Results, by test
Each test is reported in its own section, with the numbers taken verbatim from the corresponding report. Diagnostic results come first (Tests 1–2), then the generative attempts (Tests 3–4). The consolidated reading is deferred to §5.
4.1 Test 1 — block anomaly score (B3/B4) class B
In the focus state late_growth | tail_64_95 | even, the \(B_4\)
score's actual median (\(-0.047\)) lies above the iid median (\(-0.060\)), and the
weighted AUC separating high-scoring actual words from iid is \(0.719\).

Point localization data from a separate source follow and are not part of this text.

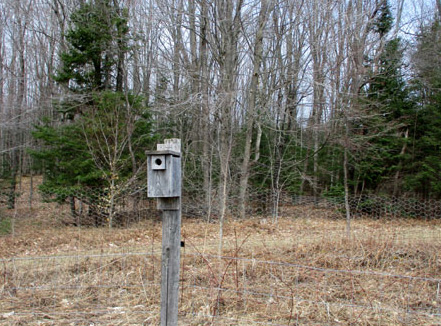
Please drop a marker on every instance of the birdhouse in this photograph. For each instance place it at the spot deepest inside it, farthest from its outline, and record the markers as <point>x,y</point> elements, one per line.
<point>164,173</point>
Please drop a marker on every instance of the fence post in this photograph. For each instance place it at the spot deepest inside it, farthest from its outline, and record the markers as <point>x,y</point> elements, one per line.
<point>164,183</point>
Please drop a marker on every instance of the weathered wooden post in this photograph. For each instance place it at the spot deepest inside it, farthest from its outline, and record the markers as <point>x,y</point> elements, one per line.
<point>164,183</point>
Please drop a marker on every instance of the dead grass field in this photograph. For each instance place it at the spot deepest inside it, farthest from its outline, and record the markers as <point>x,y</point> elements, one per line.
<point>301,270</point>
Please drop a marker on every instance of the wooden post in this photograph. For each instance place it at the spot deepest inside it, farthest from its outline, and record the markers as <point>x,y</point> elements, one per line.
<point>164,183</point>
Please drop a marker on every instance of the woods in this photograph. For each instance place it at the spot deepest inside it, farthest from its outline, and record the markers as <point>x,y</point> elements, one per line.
<point>317,98</point>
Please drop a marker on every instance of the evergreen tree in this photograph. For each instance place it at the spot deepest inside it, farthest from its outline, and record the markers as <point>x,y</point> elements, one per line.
<point>424,176</point>
<point>99,145</point>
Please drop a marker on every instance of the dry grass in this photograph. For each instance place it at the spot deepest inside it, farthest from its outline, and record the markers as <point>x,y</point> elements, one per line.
<point>300,271</point>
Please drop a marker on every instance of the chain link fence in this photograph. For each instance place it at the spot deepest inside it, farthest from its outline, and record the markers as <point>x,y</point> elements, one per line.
<point>289,263</point>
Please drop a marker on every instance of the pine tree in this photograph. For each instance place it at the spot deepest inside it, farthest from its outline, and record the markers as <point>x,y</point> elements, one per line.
<point>97,148</point>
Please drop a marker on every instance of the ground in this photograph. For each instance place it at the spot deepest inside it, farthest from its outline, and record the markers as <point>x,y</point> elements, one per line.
<point>302,269</point>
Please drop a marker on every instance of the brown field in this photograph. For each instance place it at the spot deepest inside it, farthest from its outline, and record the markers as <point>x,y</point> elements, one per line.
<point>302,270</point>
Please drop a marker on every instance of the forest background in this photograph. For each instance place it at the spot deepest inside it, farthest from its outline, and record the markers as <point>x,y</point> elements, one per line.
<point>321,97</point>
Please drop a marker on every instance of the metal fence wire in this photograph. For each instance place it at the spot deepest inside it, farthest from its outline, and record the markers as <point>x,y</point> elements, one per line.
<point>61,263</point>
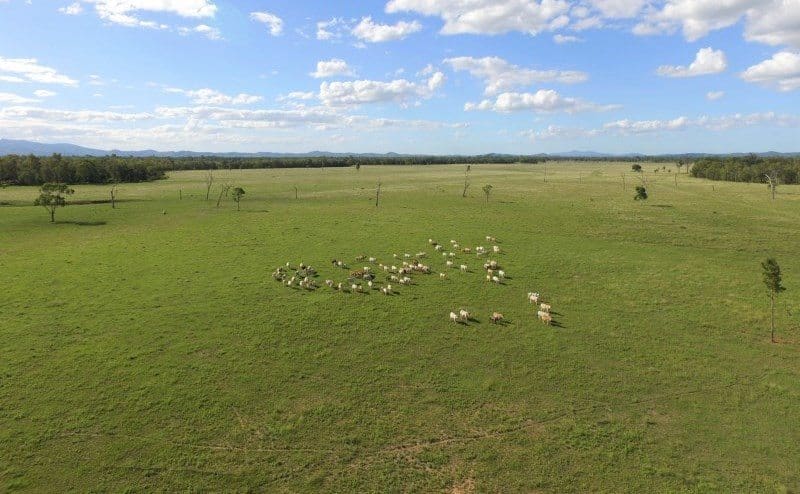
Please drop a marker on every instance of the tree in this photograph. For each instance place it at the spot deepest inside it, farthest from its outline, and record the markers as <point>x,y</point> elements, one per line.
<point>209,179</point>
<point>237,193</point>
<point>487,189</point>
<point>223,192</point>
<point>772,181</point>
<point>52,196</point>
<point>113,196</point>
<point>772,279</point>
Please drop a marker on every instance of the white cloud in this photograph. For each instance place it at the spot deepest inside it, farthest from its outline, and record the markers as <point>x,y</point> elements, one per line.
<point>334,67</point>
<point>777,23</point>
<point>619,8</point>
<point>368,30</point>
<point>639,127</point>
<point>124,12</point>
<point>782,71</point>
<point>489,16</point>
<point>44,93</point>
<point>773,22</point>
<point>707,61</point>
<point>72,9</point>
<point>20,112</point>
<point>208,96</point>
<point>499,75</point>
<point>542,101</point>
<point>354,93</point>
<point>272,21</point>
<point>29,70</point>
<point>209,32</point>
<point>562,39</point>
<point>332,29</point>
<point>15,99</point>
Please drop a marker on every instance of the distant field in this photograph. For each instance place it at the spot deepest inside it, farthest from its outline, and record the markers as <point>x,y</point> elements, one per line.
<point>142,351</point>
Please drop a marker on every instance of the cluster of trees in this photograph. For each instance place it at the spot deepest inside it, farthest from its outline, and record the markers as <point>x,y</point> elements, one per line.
<point>35,170</point>
<point>750,168</point>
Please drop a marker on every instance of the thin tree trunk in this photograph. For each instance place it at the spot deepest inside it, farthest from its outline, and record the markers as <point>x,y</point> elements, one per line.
<point>772,304</point>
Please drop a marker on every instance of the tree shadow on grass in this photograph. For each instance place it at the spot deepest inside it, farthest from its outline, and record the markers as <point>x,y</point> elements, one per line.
<point>81,223</point>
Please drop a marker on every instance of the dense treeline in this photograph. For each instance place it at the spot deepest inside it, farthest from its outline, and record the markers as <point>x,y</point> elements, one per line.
<point>751,168</point>
<point>35,170</point>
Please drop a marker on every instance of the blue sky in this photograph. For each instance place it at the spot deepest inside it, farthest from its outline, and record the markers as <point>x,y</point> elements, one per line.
<point>413,76</point>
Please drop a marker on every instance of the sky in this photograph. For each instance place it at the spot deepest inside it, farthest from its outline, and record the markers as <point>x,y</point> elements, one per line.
<point>406,76</point>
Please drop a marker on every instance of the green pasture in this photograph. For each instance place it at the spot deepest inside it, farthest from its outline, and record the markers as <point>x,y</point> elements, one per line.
<point>147,348</point>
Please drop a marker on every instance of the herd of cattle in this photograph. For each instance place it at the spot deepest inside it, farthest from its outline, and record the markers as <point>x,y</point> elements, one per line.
<point>368,278</point>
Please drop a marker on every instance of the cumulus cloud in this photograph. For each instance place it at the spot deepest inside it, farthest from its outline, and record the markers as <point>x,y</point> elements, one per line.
<point>372,32</point>
<point>489,16</point>
<point>499,75</point>
<point>44,93</point>
<point>272,21</point>
<point>355,93</point>
<point>707,61</point>
<point>125,13</point>
<point>334,67</point>
<point>208,96</point>
<point>203,29</point>
<point>638,127</point>
<point>15,99</point>
<point>782,71</point>
<point>542,101</point>
<point>72,9</point>
<point>29,70</point>
<point>563,39</point>
<point>332,29</point>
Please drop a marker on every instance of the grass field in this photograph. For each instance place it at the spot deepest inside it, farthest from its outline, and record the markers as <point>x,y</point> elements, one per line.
<point>142,351</point>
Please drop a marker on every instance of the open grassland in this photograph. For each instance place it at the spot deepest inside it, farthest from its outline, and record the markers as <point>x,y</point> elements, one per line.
<point>144,351</point>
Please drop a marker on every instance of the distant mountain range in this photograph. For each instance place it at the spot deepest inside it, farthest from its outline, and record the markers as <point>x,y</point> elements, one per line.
<point>11,146</point>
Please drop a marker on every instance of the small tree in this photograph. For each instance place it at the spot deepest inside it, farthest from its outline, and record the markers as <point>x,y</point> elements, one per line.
<point>487,189</point>
<point>209,179</point>
<point>52,196</point>
<point>772,182</point>
<point>237,193</point>
<point>773,281</point>
<point>114,196</point>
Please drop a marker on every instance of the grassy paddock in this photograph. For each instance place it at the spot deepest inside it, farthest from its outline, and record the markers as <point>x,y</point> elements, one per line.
<point>145,351</point>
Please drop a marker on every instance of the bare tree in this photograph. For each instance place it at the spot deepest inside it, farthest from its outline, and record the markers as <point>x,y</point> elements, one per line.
<point>209,179</point>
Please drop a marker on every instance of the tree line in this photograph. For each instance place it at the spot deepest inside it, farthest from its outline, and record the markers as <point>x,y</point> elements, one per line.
<point>36,170</point>
<point>750,168</point>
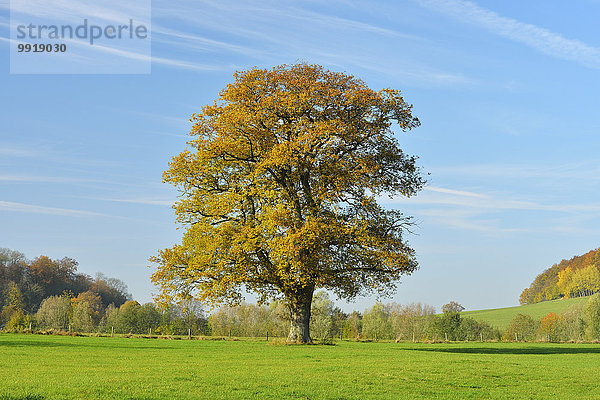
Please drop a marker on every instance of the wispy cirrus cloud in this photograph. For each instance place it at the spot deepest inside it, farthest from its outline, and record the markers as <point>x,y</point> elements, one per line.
<point>145,201</point>
<point>22,178</point>
<point>31,208</point>
<point>538,38</point>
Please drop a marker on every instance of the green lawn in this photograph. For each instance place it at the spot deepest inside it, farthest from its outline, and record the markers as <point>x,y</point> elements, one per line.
<point>58,367</point>
<point>501,317</point>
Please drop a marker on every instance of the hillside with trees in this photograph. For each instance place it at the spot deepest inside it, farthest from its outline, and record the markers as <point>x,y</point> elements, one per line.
<point>579,276</point>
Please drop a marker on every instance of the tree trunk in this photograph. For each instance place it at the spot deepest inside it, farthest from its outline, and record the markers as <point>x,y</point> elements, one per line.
<point>299,306</point>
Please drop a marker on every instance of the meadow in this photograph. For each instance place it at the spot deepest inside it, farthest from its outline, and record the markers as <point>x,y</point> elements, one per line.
<point>501,317</point>
<point>36,367</point>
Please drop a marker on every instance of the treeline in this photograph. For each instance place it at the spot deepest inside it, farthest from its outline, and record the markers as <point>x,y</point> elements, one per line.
<point>579,276</point>
<point>26,284</point>
<point>393,321</point>
<point>578,323</point>
<point>47,294</point>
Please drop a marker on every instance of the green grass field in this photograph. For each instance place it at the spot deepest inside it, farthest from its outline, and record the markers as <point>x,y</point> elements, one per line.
<point>61,367</point>
<point>501,317</point>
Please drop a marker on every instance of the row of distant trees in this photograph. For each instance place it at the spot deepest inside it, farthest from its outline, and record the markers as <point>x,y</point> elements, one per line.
<point>26,285</point>
<point>415,322</point>
<point>579,276</point>
<point>50,294</point>
<point>577,323</point>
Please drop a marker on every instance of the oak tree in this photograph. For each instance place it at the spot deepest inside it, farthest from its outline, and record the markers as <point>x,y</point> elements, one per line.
<point>280,188</point>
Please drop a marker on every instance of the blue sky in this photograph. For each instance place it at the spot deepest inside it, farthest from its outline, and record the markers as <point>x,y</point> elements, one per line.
<point>507,93</point>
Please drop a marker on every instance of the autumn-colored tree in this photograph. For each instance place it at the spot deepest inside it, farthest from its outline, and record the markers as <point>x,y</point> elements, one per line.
<point>279,192</point>
<point>548,325</point>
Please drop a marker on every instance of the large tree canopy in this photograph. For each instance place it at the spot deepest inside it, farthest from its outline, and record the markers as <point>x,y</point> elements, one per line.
<point>279,192</point>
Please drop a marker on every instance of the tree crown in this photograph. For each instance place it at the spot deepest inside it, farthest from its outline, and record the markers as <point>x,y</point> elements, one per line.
<point>279,189</point>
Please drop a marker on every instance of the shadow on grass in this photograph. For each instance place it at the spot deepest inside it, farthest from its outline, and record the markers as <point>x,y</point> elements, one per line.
<point>538,350</point>
<point>100,344</point>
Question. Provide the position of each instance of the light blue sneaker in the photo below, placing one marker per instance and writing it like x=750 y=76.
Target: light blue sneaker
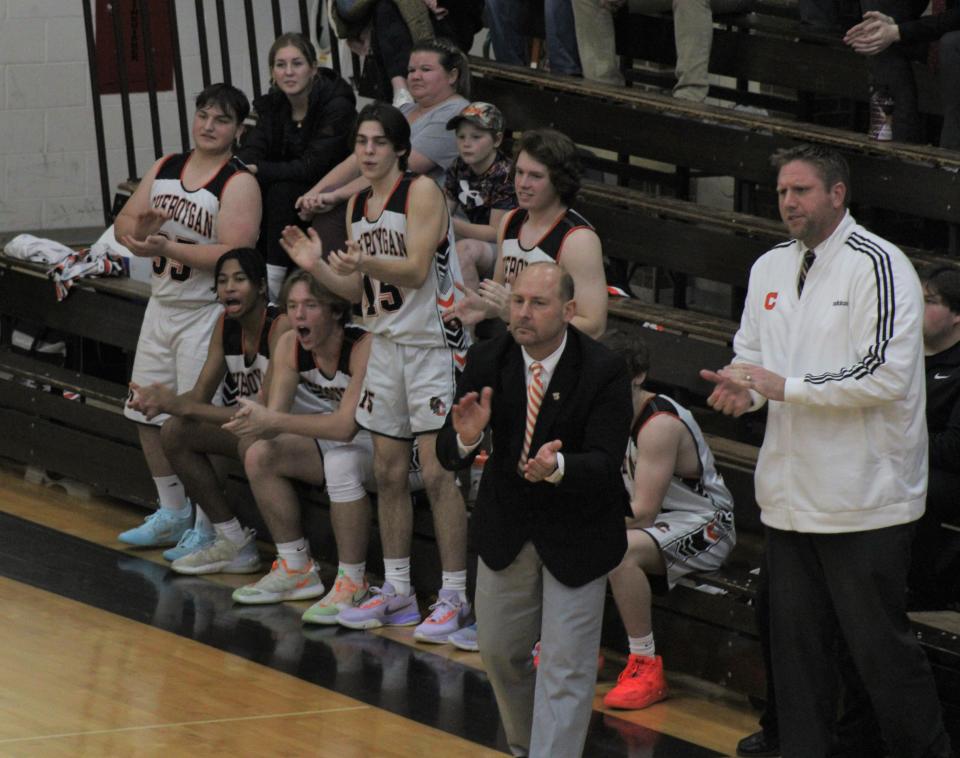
x=465 y=638
x=192 y=540
x=161 y=528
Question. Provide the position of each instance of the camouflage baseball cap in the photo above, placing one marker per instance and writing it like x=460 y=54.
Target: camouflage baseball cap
x=484 y=115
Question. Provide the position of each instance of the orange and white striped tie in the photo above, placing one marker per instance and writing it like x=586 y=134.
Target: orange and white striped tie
x=534 y=399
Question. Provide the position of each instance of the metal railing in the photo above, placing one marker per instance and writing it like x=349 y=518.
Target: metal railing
x=148 y=13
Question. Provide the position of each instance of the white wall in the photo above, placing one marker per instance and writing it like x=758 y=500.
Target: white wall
x=49 y=174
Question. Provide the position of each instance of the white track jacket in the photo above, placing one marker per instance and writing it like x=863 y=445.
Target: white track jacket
x=847 y=449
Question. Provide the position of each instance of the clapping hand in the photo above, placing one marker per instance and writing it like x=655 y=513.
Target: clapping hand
x=346 y=262
x=152 y=400
x=306 y=250
x=471 y=415
x=544 y=463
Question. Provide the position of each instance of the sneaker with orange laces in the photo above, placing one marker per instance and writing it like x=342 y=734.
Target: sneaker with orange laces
x=640 y=684
x=282 y=583
x=447 y=615
x=345 y=594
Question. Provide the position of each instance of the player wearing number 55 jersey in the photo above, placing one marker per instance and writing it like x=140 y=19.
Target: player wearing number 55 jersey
x=400 y=266
x=187 y=211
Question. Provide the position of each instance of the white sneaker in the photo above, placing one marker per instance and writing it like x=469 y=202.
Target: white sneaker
x=223 y=556
x=282 y=584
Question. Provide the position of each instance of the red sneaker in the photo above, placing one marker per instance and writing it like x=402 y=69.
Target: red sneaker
x=640 y=684
x=536 y=657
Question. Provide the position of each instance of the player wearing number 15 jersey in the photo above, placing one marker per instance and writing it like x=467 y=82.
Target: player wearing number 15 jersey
x=187 y=211
x=400 y=266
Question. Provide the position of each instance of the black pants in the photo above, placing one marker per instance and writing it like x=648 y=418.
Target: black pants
x=278 y=212
x=856 y=733
x=892 y=70
x=850 y=586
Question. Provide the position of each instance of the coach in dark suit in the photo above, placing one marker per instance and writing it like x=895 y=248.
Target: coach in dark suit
x=548 y=521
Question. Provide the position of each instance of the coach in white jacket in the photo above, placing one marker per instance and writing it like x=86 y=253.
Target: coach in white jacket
x=831 y=334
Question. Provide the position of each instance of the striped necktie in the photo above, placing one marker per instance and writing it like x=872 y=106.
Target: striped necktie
x=808 y=258
x=534 y=399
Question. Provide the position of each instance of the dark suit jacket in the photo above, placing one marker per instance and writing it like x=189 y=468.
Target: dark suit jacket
x=577 y=525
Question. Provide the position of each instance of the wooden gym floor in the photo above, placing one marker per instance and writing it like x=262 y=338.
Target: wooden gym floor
x=106 y=652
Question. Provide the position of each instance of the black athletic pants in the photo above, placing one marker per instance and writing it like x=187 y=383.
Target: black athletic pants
x=849 y=586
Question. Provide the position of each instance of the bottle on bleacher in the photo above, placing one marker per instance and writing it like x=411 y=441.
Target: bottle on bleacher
x=302 y=131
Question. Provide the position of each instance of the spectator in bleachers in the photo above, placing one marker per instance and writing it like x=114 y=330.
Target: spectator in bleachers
x=302 y=131
x=893 y=85
x=821 y=15
x=510 y=22
x=439 y=79
x=544 y=228
x=548 y=520
x=187 y=211
x=479 y=189
x=236 y=366
x=388 y=29
x=681 y=521
x=934 y=578
x=831 y=336
x=692 y=29
x=880 y=34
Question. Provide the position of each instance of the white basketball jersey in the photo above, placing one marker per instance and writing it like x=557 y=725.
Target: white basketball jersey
x=193 y=220
x=407 y=315
x=704 y=495
x=317 y=392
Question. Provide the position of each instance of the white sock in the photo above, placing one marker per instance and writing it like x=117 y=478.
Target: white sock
x=397 y=572
x=295 y=553
x=231 y=530
x=353 y=571
x=275 y=276
x=456 y=581
x=202 y=522
x=172 y=495
x=642 y=645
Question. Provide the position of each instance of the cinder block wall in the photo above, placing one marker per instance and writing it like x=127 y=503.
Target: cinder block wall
x=49 y=176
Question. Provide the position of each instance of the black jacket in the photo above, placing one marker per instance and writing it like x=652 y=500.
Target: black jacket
x=929 y=28
x=283 y=152
x=577 y=525
x=943 y=408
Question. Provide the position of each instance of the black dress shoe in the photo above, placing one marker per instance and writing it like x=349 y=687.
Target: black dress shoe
x=758 y=745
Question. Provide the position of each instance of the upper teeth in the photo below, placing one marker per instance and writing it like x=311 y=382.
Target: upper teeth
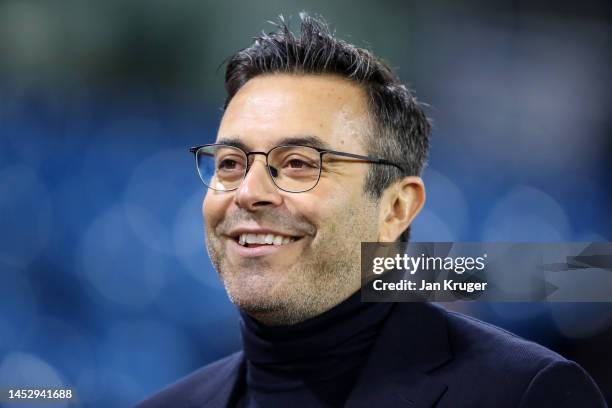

Within that
state the lowest \(B_4\)-score decile has survival ratio \(S = 0.035\) and the
highest decile \(S = 1.806\) — a clear monotonic trend in this sparsely sampled state.
Against the full logistic baseline, the block score adds a small but real amount of separation, and crucially does not explain away the structural covariates:
| model | weighted AUC | Δ vs base | B4 coef | bridge |coef| | parity coef |
|---|---|---|---|---|---|
| x_K + parity + bridge + z | 0.5023 | 0.0000 | 0.0000 | 1.1312 | 0.3682 |
| + B4 | 0.5260 | 0.0236 | 0.2330 | 1.1151 | 0.4268 |
| + B3 + B4 | 0.5246 | 0.0223 | 0.1695 | 1.1132 | 0.4423 |
Adding \(B_4\) moves AUC by \(0.0236\). The bridge coefficient falls by only \(0.0162\); the parity coefficient does not decrease; instead, it increases by \(0.0586\). Test 1 is therefore classified as B — "B4 score helps but bridge/parity remain strong", with the explicit caveat that this is a split-sample, sampled diagnostic, not an exact aggregation proof.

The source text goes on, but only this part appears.